The Eyes Open anniversary has become a full-circle moment because it also coincides with the first-ever Official Charts Hall of Fame Award, which Snow Patrol recently received. That recognition underlines the commercial reach of the album and the scale of Chasing Cars, but the anniversary rollout is built around more than awards.

An expanded 20th anniversary edition of Eyes Open arrives on 24 July 2026, with 36 tracks drawn from the era. The set includes B-sides, rare live recordings, acoustic versions, revised artwork and sleeve notes from Gary Lightbody, making it a deeper archival package rather than a simple remaster. For a band with more than 17 million albums sold globally and more than 4.5 billion streams, the reissue is designed to reinforce the catalogue while a new single opens another commercial lane.

Royal Albert Hall gives the anniversary a live frame

Snow Patrol will mark the milestone with two special shows at Royal Albert Hall on 21 and 22 September 2026. The venue choice matters: it places the anniversary in a room associated with major cultural moments, and it gives Eyes Open a live setting that matches the scale of the album’s legacy.

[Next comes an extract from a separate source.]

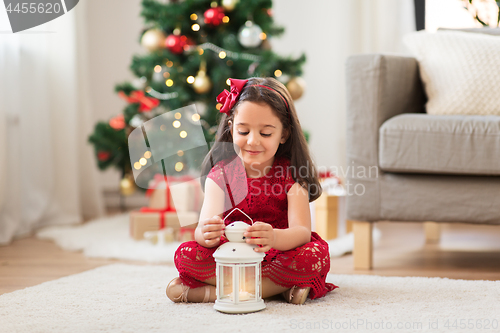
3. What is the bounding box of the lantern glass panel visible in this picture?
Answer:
[239,266,257,302]
[219,265,233,301]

Taken together, the reissue, the Kylie collaboration, and the Hall shows make clear what 20-year endurance now requires. A song like Chasing Cars has to keep moving through streaming platforms, radio, live performance and catalogue packages, while the band keeps finding new ways to frame it without reducing the rest of the album to nostalgia. Snow Patrol’s latest move shows that longevity in pop and rock now depends on repetition, reinvention and the ability to make old material feel newly useful.